Renewables
Geothermal
Geothermal energy technologies use the heat of the Earth for direct-use applications, geothermal heat pumps, and electrical power production. Resources of geothermal energy range from the shallow ground to hot water and hot rock found a few miles beneath the Earth’s surface, and down even deeper to the extremely high temperatures of molten rock called magma.
Almost everywhere, the upper 3 metres (10 feet) of the Earth’s surface maintains a nearly constant temperature between 10-16 °C (50-60 °F). Geothermal heat pumps can tap into this resource to heat and cool buildings.
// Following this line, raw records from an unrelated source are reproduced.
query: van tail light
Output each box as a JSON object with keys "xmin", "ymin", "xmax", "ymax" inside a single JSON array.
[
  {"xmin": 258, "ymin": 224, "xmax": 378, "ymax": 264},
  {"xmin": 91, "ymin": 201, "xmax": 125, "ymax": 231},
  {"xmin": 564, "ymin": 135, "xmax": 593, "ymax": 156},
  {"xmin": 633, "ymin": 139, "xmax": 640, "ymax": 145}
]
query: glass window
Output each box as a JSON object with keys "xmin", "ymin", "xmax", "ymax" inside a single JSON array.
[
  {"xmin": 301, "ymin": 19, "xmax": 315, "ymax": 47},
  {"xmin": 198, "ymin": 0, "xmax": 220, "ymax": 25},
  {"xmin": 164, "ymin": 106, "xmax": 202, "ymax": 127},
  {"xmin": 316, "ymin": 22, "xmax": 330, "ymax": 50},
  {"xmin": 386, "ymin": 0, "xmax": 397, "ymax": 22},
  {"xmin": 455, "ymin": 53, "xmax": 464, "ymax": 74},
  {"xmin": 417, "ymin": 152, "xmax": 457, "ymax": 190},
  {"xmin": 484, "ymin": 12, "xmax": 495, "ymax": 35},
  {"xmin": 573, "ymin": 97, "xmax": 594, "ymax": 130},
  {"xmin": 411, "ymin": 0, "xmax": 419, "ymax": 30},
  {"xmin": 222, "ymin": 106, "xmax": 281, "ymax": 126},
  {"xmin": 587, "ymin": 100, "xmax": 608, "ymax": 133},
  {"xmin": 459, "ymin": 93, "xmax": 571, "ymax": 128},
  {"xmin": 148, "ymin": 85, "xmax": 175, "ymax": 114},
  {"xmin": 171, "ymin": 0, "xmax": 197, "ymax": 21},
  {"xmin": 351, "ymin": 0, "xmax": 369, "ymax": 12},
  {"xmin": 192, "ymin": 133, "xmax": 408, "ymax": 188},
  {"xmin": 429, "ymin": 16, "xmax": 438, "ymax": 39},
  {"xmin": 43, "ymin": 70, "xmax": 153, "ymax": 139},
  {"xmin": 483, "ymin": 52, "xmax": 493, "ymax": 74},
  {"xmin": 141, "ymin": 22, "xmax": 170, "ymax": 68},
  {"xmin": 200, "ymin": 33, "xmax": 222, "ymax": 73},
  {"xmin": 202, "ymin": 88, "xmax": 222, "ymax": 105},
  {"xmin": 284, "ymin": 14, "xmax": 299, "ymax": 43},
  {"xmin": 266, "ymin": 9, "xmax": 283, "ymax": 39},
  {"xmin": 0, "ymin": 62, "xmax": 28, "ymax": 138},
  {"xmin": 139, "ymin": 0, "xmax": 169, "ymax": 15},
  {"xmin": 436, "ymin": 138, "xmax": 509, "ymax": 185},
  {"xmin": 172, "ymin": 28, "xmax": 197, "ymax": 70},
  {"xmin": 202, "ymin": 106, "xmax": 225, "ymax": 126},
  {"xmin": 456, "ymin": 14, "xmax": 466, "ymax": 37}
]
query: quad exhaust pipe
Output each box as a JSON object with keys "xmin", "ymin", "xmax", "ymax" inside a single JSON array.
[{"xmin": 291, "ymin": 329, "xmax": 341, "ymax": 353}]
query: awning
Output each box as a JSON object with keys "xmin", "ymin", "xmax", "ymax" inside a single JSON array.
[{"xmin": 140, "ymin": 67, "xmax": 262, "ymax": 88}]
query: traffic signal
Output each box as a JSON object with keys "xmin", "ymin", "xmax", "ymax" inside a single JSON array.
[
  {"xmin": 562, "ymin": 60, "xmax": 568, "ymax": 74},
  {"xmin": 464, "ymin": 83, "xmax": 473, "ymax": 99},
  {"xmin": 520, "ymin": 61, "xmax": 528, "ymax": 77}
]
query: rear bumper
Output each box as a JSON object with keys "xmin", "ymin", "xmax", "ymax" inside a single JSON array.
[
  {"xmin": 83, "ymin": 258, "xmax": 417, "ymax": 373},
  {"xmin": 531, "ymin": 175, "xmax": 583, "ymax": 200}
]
A geothermal heat pump system consists of a heat pump, an air delivery system (ductwork), and a heat exchanger - a system of pipes buried in the shallow ground near the building. In the winter, the heat pump removes heat from the heat exchanger and pumps it in to the indoor air delivery system. In the summer, the process is reversed, and the heat pump moves heat from the indoor air in to the heat exchanger. The heat removed from the indoor air during the summer can also be used to provide a free source of hot water.
Wells can be drilled into underground reservoirs for the generation of electricity. Some geothermal power plants use the steam from a reservoir to power a turbine/generator, while others use the hot water to boil a working fluid that vaporises and then turns a turbine. Hot water near the surface of the Earth can be used directly for heat. Direct-use applications include heating buildings, growing plants in greenhouses, drying crops, heating water at fish farms, and several industrial processes such as pasteurising milk.
Hot dry rock resources occur at depths of 5-8 km (3-5 miles) everywhere beneath the Earth’s surface and at lesser depths in certain areas. Access to these resources involves injecting cold water down one well, circulating it through hot fractured rock, and drawing off the heated water from another well.